What would Vienna be without music?
The Wiener Klassik (First Viennese School) features the most famous composers of the late 18th century: Haydn, Mozart and Beethoven. None of them was born in Vienna, but they all moved to the city, worked and died here. Needless to say that there are many opportunities to listen to their works.
But also in the 19th century, especially the second half, several famous musicians emerged in Vienna, e.g. Brahms, Mahler or the Strauss family. The An der schönen blauen Donau (Blue Danube) waltz by Johann Strauss the younger is probably the best known musical score of the time and has been used in many movies such as Kubrick’s 2001.
Johann Strauss the Younger
At the beginning of the 20th century, Vienna was a blooming center of arts, and that of course included music. The Second Viennese School formed around Schönberg who developed the twelve-tone technique, a radically different style compared to the romantic era of the 19th century.

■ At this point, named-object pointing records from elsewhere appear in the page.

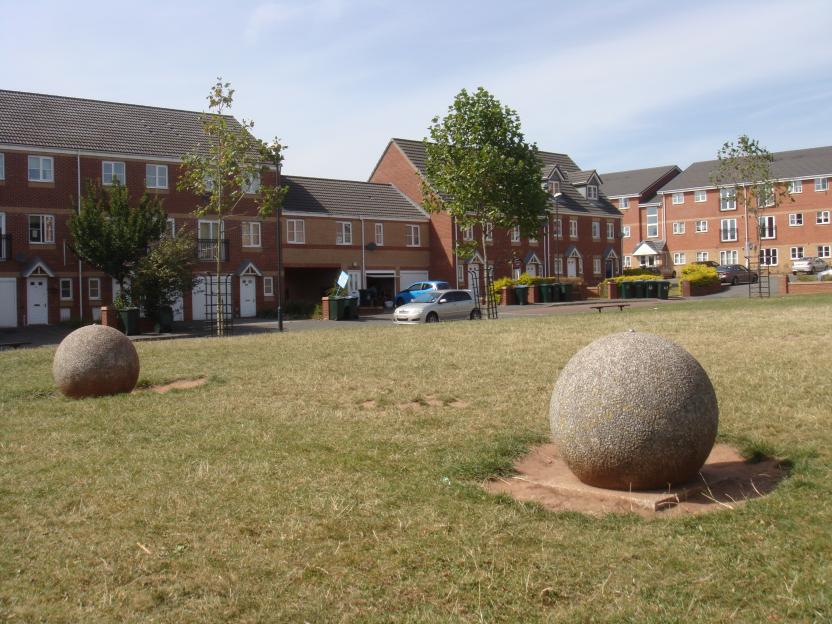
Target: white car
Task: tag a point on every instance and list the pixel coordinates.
(440, 305)
(808, 264)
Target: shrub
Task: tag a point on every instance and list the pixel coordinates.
(699, 275)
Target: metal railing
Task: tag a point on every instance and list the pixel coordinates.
(206, 249)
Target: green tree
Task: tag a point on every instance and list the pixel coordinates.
(165, 273)
(744, 175)
(111, 233)
(226, 168)
(481, 170)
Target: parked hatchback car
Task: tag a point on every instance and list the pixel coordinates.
(419, 288)
(439, 305)
(735, 274)
(808, 264)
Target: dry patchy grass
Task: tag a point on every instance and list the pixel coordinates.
(333, 476)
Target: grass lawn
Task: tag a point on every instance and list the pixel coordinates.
(273, 493)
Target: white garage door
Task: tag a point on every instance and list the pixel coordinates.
(406, 278)
(8, 302)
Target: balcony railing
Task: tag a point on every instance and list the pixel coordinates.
(5, 247)
(206, 249)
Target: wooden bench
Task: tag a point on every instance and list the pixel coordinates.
(620, 307)
(12, 345)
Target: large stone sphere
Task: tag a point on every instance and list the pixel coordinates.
(634, 411)
(95, 360)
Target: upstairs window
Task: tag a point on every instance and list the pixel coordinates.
(156, 176)
(41, 169)
(41, 229)
(412, 236)
(113, 171)
(727, 199)
(343, 233)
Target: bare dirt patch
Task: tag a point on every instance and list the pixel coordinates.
(726, 481)
(179, 384)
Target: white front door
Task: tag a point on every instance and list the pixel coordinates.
(571, 267)
(8, 302)
(37, 301)
(248, 296)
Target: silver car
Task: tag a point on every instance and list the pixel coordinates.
(440, 305)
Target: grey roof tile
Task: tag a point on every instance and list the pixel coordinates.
(802, 163)
(349, 198)
(51, 121)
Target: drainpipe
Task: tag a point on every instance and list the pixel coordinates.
(80, 266)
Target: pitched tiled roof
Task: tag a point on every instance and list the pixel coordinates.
(802, 163)
(52, 121)
(571, 199)
(348, 198)
(633, 182)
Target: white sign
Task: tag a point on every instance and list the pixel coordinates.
(343, 279)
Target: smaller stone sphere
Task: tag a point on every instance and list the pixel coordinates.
(95, 360)
(633, 411)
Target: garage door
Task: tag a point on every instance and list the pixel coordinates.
(406, 278)
(8, 302)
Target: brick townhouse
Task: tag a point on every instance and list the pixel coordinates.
(372, 231)
(50, 147)
(581, 236)
(635, 194)
(703, 222)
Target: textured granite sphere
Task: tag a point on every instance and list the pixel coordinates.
(633, 411)
(95, 360)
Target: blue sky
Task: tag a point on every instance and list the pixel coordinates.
(617, 85)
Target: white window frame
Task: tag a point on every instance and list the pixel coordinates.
(769, 256)
(45, 174)
(248, 229)
(723, 230)
(727, 199)
(652, 227)
(343, 232)
(413, 235)
(152, 178)
(107, 177)
(63, 282)
(44, 230)
(94, 294)
(295, 231)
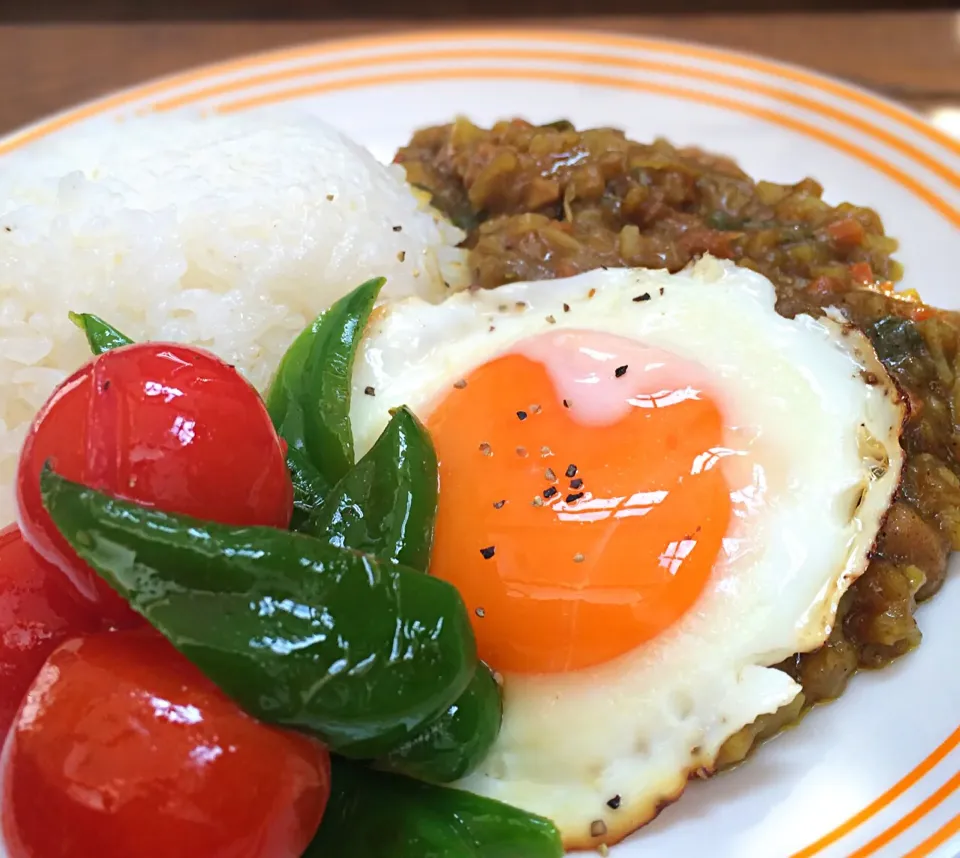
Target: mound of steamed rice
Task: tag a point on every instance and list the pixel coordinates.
(230, 233)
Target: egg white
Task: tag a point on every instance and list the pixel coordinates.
(827, 444)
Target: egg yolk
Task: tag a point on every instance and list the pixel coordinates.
(580, 512)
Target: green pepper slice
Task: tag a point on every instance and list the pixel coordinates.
(358, 652)
(309, 398)
(378, 815)
(101, 337)
(457, 742)
(386, 505)
(309, 488)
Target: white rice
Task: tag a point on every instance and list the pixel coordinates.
(230, 233)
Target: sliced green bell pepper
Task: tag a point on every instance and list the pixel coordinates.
(386, 505)
(101, 337)
(457, 742)
(361, 653)
(378, 815)
(309, 398)
(309, 488)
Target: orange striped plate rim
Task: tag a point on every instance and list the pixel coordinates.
(951, 213)
(599, 40)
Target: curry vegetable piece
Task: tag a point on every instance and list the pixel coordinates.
(358, 652)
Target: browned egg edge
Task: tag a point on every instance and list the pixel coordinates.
(612, 828)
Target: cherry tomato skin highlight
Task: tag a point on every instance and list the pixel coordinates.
(123, 748)
(39, 609)
(165, 425)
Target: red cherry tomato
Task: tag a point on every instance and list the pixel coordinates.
(166, 425)
(123, 748)
(39, 609)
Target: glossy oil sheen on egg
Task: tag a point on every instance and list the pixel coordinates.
(580, 471)
(591, 712)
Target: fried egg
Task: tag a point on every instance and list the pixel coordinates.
(652, 488)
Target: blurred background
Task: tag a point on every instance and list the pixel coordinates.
(55, 53)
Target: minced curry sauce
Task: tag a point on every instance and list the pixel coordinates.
(539, 202)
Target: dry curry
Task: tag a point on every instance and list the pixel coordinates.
(540, 202)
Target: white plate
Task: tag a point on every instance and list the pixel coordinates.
(877, 773)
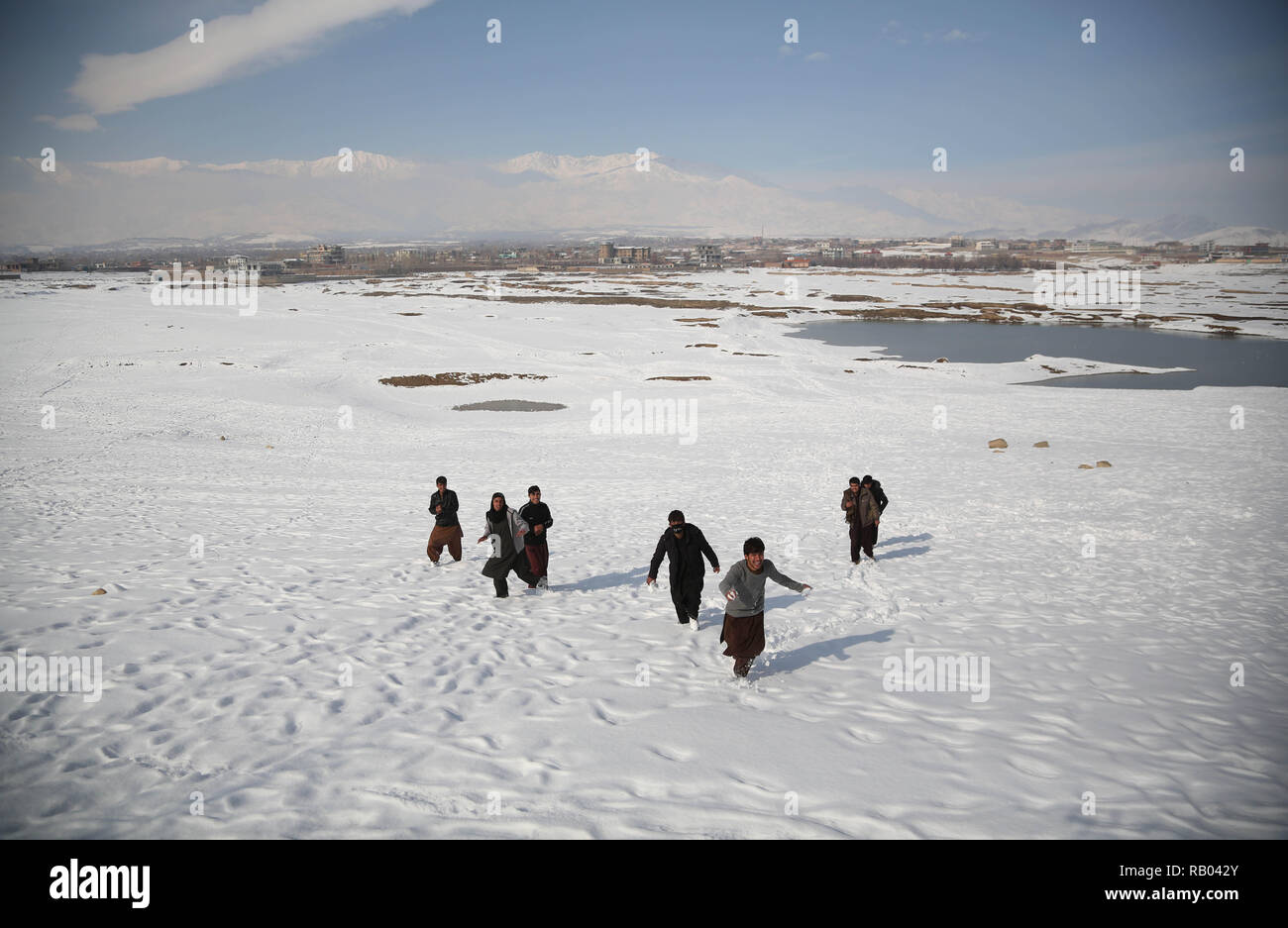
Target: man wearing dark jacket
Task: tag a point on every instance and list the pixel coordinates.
(447, 528)
(536, 514)
(863, 505)
(684, 545)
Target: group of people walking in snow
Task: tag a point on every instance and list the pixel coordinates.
(519, 537)
(519, 545)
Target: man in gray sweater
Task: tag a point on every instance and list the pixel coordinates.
(743, 634)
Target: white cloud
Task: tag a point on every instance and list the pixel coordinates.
(77, 123)
(273, 33)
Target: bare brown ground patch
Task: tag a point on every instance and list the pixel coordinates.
(455, 378)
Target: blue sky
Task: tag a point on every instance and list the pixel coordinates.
(870, 89)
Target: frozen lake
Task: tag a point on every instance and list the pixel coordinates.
(1218, 361)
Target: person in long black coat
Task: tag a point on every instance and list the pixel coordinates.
(684, 545)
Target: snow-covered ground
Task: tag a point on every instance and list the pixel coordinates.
(587, 711)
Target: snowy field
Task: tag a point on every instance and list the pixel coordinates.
(587, 711)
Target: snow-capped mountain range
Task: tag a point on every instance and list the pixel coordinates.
(362, 194)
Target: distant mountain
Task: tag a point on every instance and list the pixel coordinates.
(1166, 229)
(1240, 235)
(535, 194)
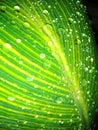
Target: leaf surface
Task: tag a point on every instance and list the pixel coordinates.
(48, 61)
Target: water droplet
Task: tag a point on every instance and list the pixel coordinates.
(86, 69)
(49, 6)
(71, 120)
(18, 40)
(77, 41)
(36, 116)
(7, 46)
(47, 28)
(47, 64)
(45, 11)
(35, 86)
(11, 98)
(42, 55)
(61, 122)
(17, 8)
(25, 122)
(79, 14)
(91, 59)
(3, 8)
(26, 24)
(70, 20)
(29, 78)
(59, 100)
(20, 62)
(88, 92)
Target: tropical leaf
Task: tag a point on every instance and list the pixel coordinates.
(48, 66)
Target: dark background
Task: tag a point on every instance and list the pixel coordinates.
(92, 12)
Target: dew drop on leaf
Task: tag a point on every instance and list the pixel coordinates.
(18, 40)
(29, 78)
(59, 100)
(25, 122)
(26, 24)
(17, 8)
(45, 11)
(42, 55)
(7, 46)
(3, 8)
(11, 98)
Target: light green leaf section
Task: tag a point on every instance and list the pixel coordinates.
(48, 66)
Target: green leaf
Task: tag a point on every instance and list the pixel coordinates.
(48, 66)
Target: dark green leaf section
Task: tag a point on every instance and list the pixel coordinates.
(48, 66)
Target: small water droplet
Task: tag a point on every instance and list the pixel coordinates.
(17, 8)
(36, 116)
(42, 55)
(61, 122)
(47, 28)
(7, 46)
(3, 8)
(59, 100)
(77, 41)
(70, 20)
(86, 69)
(79, 14)
(45, 11)
(18, 40)
(91, 59)
(25, 122)
(35, 86)
(29, 78)
(11, 98)
(20, 62)
(26, 24)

Based on that long tradition, there are many places in Vienna where one can listen to classical music (in a wider sense, including the 19th and early 20th centuries as well). First of all, the well-known Vienna State Opera is certainly worth a visit, but be aware that it is not always easy to obtain tickets. There are two more opera houses in the city: one is the so called Theater an der Wien, quite close to the conference venue and performing rather rare but high-quality works, and the other one is the Volksoper (People’s Opera), which also features operettas and musicals. Other places where one can see modern musicals are Raimundtheater and Ronacher.
State Opera, inside
There are many more places to go if you want listen to a concert. The most prominent one, Musikverein, is the home of the Vienna Philharmonic Orchestra, the venue of their world-famous New Year’s Concert, and located on Karlsplatz close to the VCI conference site. In contrast to the traditional program of the Musikverein, the Konzerthaus, which is also close to the conference venue, features a wider range of works, also including contemporary music. In addition to those houses, many more concerts with all kinds of cast – from soloists to full orchestras – are offered every day, e.g. in churches.
In order to give you an example of Viennese music, we have arranged a Classical Concert (in a wider sense) for the participants of the TAUP conference, which will take place at the Festsaal, of the main building of the Austrian Academy of Sciences.